Does our mood somehow spur migraines? Unfortunately, yes, many people who experience depression or anxiety suffer from regular migraines. Worse then getting a migraine is having a migraine relapse — the unwelcome return of migraine symptoms within a single day. Could mood disorders increase the likelihood of a migraine relapse? Although the researchers speculated that depression and anxiety were associated with a higher rate of migraine relapse, their findings showed otherwise.
The researchers found no association between migraine recurrence rates and subjects’ depression and anxiety symptoms. In comparing recurrence rates with a quality of life survey completed by all study subjects, the researchers again found no correlation between migraine recurrence and subjects’ responses. Furthermore, participants’ overall well-being didn’t influence relapse rates. “Apparently, depressive or anxiety symptoms do not influence headache recurrence in acute pharmaceutical migraine treatment, but further investigation is required,” the study authors concluded.
For migraine sufferers, the passing of a headache doesn’t always signify the end of a migraine attack. Although the pain might have subsided, the risk remains for a quick return of symptoms. Just when a person finally experiences some relief, another wave of pain can surface. It’s a pattern that leaves many migraine sufferers frustrated with their medication’s effectiveness and unhappy with their overall treatment. For this reason, experts have long sought out the causes behind migraine recurrence. By identifying factors that contribute to headache relapse, they hope to tailor more effective treatments that curb migraine recurrence altogether.

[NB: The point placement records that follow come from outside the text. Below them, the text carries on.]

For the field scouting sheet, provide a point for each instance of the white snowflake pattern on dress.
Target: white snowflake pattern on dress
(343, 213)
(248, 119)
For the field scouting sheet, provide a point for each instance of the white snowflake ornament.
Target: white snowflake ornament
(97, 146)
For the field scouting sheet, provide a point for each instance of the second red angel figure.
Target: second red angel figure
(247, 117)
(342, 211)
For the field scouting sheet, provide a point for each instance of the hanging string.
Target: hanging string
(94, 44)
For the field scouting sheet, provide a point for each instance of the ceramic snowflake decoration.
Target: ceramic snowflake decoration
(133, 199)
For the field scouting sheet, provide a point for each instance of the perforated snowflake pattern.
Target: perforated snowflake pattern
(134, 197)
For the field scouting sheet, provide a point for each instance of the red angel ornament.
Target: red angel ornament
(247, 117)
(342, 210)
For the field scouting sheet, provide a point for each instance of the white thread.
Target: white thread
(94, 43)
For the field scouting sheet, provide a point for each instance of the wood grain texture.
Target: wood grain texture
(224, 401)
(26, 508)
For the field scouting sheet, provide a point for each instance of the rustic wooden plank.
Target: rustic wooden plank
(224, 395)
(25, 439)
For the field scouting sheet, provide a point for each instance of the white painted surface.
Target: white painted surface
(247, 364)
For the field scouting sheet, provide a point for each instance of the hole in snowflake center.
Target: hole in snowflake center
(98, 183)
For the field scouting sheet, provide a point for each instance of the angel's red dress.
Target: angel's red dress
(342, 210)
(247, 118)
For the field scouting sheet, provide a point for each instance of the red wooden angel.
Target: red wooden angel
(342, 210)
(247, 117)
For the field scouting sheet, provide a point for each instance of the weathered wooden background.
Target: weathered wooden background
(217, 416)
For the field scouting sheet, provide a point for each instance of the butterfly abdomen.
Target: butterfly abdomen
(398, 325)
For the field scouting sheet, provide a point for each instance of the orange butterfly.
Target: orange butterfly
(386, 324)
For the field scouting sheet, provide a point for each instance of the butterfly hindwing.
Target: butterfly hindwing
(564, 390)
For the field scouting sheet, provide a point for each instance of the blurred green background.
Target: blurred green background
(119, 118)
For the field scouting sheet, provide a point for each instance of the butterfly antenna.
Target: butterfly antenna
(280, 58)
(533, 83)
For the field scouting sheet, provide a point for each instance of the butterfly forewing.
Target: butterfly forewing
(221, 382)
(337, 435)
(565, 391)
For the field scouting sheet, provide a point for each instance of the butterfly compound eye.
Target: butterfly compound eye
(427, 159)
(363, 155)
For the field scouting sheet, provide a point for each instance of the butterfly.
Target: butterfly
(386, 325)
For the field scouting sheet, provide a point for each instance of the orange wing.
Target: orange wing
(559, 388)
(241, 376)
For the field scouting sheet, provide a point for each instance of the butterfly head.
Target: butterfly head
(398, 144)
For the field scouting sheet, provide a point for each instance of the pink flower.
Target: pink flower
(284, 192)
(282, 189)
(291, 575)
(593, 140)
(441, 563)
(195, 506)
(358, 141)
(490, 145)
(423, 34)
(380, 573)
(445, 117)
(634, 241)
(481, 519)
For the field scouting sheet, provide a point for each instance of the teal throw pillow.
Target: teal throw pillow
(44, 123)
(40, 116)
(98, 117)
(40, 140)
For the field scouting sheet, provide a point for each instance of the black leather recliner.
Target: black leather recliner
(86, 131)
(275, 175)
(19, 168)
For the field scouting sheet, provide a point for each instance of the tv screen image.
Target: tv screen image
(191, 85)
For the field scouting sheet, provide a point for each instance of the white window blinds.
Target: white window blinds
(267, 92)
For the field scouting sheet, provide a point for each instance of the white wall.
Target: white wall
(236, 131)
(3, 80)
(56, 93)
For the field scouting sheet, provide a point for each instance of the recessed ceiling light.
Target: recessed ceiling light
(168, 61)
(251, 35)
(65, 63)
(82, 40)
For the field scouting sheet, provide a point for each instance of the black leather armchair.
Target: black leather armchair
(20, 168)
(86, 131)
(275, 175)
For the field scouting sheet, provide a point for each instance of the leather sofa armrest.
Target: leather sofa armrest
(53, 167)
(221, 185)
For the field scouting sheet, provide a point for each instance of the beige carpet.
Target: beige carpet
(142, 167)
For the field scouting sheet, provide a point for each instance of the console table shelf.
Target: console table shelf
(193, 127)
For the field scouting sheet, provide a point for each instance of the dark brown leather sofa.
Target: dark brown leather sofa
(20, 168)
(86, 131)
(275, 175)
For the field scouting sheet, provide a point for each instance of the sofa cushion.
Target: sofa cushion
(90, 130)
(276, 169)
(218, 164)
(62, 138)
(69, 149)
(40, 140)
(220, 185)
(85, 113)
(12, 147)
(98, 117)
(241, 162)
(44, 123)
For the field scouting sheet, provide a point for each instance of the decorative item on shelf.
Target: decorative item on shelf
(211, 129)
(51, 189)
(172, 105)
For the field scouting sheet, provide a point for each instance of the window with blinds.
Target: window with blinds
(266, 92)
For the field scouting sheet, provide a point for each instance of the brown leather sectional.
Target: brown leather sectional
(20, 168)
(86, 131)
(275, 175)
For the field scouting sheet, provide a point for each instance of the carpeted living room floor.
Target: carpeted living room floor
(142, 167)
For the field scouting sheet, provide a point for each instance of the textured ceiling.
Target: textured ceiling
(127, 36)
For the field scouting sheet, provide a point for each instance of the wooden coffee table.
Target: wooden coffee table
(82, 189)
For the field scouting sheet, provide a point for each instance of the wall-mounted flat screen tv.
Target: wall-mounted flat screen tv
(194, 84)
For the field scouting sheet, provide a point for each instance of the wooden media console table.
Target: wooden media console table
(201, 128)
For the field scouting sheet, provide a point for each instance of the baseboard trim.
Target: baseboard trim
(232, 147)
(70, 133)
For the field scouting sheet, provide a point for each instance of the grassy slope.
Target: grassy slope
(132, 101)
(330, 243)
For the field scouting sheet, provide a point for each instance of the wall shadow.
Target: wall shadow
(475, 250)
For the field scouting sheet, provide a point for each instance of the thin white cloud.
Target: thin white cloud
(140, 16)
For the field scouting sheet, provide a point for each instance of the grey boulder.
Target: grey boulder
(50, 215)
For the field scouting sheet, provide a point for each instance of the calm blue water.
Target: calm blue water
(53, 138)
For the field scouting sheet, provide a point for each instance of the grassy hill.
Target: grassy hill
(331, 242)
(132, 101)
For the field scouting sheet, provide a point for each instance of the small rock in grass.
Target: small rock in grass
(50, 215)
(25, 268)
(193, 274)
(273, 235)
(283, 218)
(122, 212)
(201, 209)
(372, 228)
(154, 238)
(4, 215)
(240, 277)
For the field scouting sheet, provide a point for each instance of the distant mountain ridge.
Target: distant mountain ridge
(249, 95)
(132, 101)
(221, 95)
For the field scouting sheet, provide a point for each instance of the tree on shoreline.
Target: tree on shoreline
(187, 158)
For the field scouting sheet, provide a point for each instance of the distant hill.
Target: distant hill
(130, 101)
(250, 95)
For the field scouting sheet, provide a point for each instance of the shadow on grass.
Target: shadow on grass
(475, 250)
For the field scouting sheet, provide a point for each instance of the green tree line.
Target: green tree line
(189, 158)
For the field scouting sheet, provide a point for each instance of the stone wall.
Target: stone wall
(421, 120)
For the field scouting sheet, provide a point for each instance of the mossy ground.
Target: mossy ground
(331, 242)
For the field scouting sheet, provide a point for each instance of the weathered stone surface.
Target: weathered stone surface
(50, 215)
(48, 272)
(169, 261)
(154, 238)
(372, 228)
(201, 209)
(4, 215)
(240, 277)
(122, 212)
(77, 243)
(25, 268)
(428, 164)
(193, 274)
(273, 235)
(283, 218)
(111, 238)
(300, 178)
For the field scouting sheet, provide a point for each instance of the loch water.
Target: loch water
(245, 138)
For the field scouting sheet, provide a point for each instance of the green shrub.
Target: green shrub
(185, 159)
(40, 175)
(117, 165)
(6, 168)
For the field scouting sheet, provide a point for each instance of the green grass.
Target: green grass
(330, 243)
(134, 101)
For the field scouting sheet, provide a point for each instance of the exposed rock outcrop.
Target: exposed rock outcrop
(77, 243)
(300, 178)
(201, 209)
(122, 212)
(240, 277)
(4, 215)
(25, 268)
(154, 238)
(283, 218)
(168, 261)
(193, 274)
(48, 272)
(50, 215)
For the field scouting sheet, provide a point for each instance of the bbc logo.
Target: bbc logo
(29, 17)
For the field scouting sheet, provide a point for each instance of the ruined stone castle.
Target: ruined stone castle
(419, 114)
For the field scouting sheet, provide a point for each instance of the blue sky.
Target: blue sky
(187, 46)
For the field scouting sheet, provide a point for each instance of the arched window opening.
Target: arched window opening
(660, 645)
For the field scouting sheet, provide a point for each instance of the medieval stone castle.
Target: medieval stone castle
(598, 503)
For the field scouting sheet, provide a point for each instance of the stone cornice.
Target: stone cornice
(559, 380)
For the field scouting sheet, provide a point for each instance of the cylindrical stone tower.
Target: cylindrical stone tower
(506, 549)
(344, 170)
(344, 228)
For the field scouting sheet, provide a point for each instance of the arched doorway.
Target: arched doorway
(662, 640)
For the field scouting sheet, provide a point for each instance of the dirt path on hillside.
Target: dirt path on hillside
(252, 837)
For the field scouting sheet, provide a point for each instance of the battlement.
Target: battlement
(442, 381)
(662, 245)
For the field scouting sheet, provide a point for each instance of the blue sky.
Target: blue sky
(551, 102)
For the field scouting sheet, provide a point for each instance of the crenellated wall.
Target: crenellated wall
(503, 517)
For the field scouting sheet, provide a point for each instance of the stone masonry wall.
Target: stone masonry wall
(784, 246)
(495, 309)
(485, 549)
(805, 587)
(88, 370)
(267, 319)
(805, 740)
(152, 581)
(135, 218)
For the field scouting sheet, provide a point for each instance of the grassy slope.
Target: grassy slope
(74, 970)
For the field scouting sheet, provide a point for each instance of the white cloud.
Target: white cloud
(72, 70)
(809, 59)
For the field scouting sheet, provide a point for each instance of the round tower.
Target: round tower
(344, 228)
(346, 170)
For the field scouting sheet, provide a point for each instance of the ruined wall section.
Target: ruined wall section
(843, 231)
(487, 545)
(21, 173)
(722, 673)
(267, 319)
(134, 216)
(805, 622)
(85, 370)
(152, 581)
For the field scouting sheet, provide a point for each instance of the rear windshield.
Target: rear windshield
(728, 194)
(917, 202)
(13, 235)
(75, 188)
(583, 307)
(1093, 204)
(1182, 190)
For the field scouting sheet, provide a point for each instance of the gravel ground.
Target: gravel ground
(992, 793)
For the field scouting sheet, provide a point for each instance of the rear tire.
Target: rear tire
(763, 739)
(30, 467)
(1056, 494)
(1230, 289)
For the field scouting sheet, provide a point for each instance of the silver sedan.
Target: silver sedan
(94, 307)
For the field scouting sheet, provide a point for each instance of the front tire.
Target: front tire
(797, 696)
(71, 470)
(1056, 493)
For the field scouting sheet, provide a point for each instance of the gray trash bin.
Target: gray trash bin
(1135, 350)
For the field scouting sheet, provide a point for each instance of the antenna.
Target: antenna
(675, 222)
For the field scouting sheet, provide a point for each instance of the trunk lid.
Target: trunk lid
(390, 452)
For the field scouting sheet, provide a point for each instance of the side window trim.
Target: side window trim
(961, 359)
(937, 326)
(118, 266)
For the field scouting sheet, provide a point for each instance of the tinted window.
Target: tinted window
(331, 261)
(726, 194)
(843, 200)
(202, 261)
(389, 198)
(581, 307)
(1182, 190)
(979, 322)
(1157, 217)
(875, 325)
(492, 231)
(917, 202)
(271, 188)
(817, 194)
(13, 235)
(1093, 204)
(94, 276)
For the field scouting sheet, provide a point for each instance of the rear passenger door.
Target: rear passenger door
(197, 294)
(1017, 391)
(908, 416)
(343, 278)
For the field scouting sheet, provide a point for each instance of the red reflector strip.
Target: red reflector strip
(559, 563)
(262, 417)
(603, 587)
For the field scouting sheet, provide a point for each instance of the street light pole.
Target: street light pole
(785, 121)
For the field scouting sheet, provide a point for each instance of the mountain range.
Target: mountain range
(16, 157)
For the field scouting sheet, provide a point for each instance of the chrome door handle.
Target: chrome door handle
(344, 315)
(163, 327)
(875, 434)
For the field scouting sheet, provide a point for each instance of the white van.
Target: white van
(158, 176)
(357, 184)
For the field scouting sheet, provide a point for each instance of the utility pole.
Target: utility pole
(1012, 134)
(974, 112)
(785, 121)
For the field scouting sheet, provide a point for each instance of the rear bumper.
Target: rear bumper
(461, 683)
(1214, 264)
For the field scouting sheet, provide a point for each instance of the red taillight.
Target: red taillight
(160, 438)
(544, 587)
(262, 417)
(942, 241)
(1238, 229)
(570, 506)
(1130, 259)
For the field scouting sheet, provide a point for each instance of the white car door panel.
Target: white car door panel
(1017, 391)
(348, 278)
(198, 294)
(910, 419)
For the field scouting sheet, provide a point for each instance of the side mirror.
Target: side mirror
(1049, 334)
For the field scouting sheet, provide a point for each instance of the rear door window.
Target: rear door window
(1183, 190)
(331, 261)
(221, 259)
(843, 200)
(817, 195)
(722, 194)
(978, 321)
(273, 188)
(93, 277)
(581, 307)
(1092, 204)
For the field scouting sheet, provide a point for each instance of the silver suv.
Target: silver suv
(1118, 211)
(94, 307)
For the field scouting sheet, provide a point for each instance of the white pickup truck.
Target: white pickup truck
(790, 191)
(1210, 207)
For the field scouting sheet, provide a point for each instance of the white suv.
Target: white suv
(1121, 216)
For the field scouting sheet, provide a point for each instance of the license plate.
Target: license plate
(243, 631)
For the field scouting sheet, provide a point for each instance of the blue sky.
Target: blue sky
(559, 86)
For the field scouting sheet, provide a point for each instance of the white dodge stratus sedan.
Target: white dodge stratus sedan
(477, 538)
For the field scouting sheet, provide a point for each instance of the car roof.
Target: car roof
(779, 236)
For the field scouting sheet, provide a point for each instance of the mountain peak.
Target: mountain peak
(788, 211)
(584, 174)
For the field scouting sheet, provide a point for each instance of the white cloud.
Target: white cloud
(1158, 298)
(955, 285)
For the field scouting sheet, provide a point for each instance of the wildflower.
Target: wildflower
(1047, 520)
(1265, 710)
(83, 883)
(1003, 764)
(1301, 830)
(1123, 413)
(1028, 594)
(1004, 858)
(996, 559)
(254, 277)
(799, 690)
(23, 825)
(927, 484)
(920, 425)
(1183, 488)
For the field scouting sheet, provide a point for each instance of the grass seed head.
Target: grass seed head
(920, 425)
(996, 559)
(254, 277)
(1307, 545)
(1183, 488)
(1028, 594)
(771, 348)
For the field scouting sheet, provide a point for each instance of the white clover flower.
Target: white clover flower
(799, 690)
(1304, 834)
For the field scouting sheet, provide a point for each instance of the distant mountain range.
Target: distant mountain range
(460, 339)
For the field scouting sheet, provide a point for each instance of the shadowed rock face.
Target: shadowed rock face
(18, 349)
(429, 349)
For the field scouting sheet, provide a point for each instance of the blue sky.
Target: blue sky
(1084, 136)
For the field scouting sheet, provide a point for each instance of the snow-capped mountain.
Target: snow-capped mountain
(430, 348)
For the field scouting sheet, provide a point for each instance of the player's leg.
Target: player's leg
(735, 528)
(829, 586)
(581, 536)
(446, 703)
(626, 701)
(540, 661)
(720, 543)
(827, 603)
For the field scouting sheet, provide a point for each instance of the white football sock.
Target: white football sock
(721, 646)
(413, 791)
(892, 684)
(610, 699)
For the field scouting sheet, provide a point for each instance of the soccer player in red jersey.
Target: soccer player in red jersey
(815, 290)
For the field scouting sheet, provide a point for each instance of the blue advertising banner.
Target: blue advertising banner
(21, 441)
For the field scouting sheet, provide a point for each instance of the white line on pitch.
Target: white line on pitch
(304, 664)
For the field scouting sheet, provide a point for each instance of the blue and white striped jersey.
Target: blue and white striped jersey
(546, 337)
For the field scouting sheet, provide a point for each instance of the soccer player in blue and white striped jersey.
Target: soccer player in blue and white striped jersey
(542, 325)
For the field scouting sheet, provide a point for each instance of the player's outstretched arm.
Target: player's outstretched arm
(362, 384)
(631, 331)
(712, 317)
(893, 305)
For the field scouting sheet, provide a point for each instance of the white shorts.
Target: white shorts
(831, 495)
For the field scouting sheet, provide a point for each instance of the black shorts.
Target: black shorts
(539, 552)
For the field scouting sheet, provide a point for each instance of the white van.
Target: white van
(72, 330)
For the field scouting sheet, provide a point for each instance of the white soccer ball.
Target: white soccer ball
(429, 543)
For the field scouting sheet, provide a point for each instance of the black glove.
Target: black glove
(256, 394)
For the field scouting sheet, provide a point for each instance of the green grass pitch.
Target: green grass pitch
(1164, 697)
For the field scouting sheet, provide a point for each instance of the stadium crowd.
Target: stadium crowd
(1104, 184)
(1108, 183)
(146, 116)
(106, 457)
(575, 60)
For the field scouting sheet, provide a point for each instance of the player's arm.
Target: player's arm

The random, double-blind study involved giving migraine sufferers either 50 mg of sumatriptan, a common migraine medication known under the brand name Imitrex, or a placebo for three migraine attacks in a row and then switching the sumatriptan group over to the placebo for the next consecutive three migraine attacks. The primary thing the researchers were looking for was how the recurrence related to the patient’s mood and their overall general health.
Other research has shown the migraine and depression/anxiety connection appears to be “bidirectional.” In other words, a history of migraines increases the risk for depression and anxiety. Likewise, depression and anxiety appear to raise a person’s risk for migraine experiences. Experts say it’s crucial for patients who experience both migraines and depression/anxiety to receive ongoing medical treatment for both conditions.